Но если на уровне целого Пырьев сам спровоцировал зрителя на неприятие условности жанра, поведя его по ложному следу, то было и еще одно обстоятельство более общего свойства, которое к этому времени превратилось уже в целую систему, в определенный стереотип зрительского восприятия.
Теоретический постулат социалистического реализма, понятого как прямое жизнеподобие, приобрел такую власть над умами, что любое кино рассматривалось в прямом сопоставлении с реальностью – как «отражение жизни». Этот стереотип восприятия заключал в себе две возможные ипостаси. Если за основу брался фильм, то горе было реальности: она обязана была выглядеть «как в кино» – и хуже, считалось, что так она и выглядит. А слишком уж нахальная условность стыдливо порицалась как некоторое отступление от «правды жизни». Если же за основу бралась реальность, то горе было фильму – он был «лакировкой». Оба упрека были двумя сторонами одного и того же соцреалистического стереотипа, который признавал лишь один способ отношений с действительностью: прямое – «прогрессивное» – или подрумяненное подобие.
Фильмы Пырьева, как никакие другие, дали повод для обеих аберраций, а «Кубанские казаки» – как никакой другой из его фильмов.
Классический образец первой и социально агрессивной аберрации дает книга А. Михайлова 1952 года «Народный артист СССР Иван Пырьев».
Кадр из фильма «Кубанские казаки»: Пересветова – М. Ладынина, Ворон – С. Лукьянов.
«Прекрасное – есть жизнь» – эти замечательные слова Чернышевского можно было бы поставить эпиграфом к картине Пырьева. В картину, воспевавшую красоту и счастье социалистической действительности, режиссер смело вводит мотивы, казалось бы, далекие от этой действительности по своей традиционности и известной условности. Однако в фильме эти традиционные мотивы начинают звучать по-новому, воспринимаются как органически присущие нашей жизни… И если в отдельных кадрах еще ощущались моменты стилизации, то в целом фильм отнюдь не производит впечатление какой-либо архаики.

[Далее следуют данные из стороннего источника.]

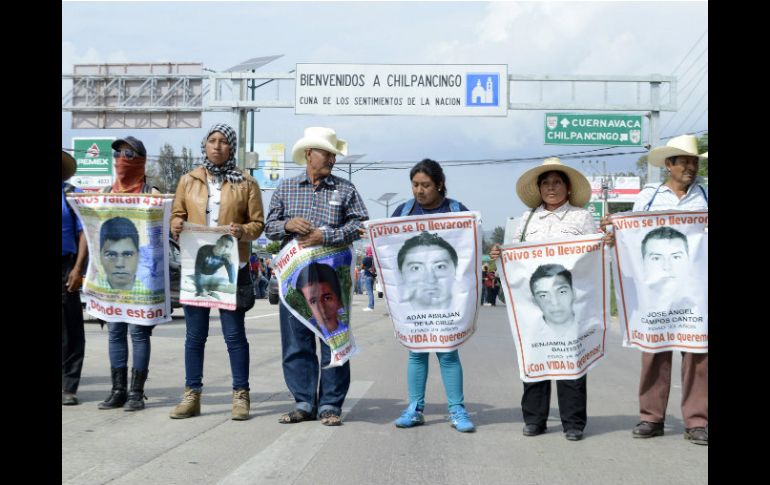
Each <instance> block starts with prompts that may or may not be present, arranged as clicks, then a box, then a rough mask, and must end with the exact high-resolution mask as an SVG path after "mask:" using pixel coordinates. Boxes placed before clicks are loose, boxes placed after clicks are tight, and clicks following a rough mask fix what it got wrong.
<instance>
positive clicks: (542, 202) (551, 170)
mask: <svg viewBox="0 0 770 485" xmlns="http://www.w3.org/2000/svg"><path fill="white" fill-rule="evenodd" d="M550 171H556V172H563V173H564V174H565V175H566V176H567V178H568V179H569V185H570V189H569V203H570V204H572V205H573V206H575V207H584V206H585V205H586V204H587V203H588V200H589V199H590V198H591V184H590V183H589V182H588V179H587V178H585V176H584V175H583V174H582V173H580V172H578V171H577V170H575V169H574V168H572V167H568V166H567V165H564V164H563V163H561V160H559V159H558V158H556V157H550V158H546V159H545V160H544V161H543V164H542V165H538V166H537V167H535V168H531V169H529V170H527V171H526V172H524V173H523V174H522V175H521V177H519V180H518V181H517V182H516V194H517V195H518V196H519V199H521V201H522V202H524V204H525V205H526V206H527V207H532V208H534V207H537V206H539V205H540V204H542V203H543V198H542V197H540V187H538V185H537V178H538V177H539V176H540V174H541V173H545V172H550Z"/></svg>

«Свинарка и пастух» – фильм реалистический, и его герои конкретные, живые люди (курсив мой. – М. Т.)[224].
И еще:
Начиная с первых кадров, знакомящих нас с героями фильма на колхозных полях, где кипит дружная, увлекающая своим ритмом, своим подлинным трудовым героизмом работа, и кончая последней сценой, в которой мы прощаемся с полюбившимися нам героями, зрителя не покидает радостное, светлое ощущение счастливой жизни советского крестьянства[225], –
он же о «Кубанских казаках».
Разумеется, при таком отождествления экрана и жизни «Кубанские казаки», как и любая другая картина Пырьева, должны были быть сочтены самой беспардонной «лакировкой» и просто лажей.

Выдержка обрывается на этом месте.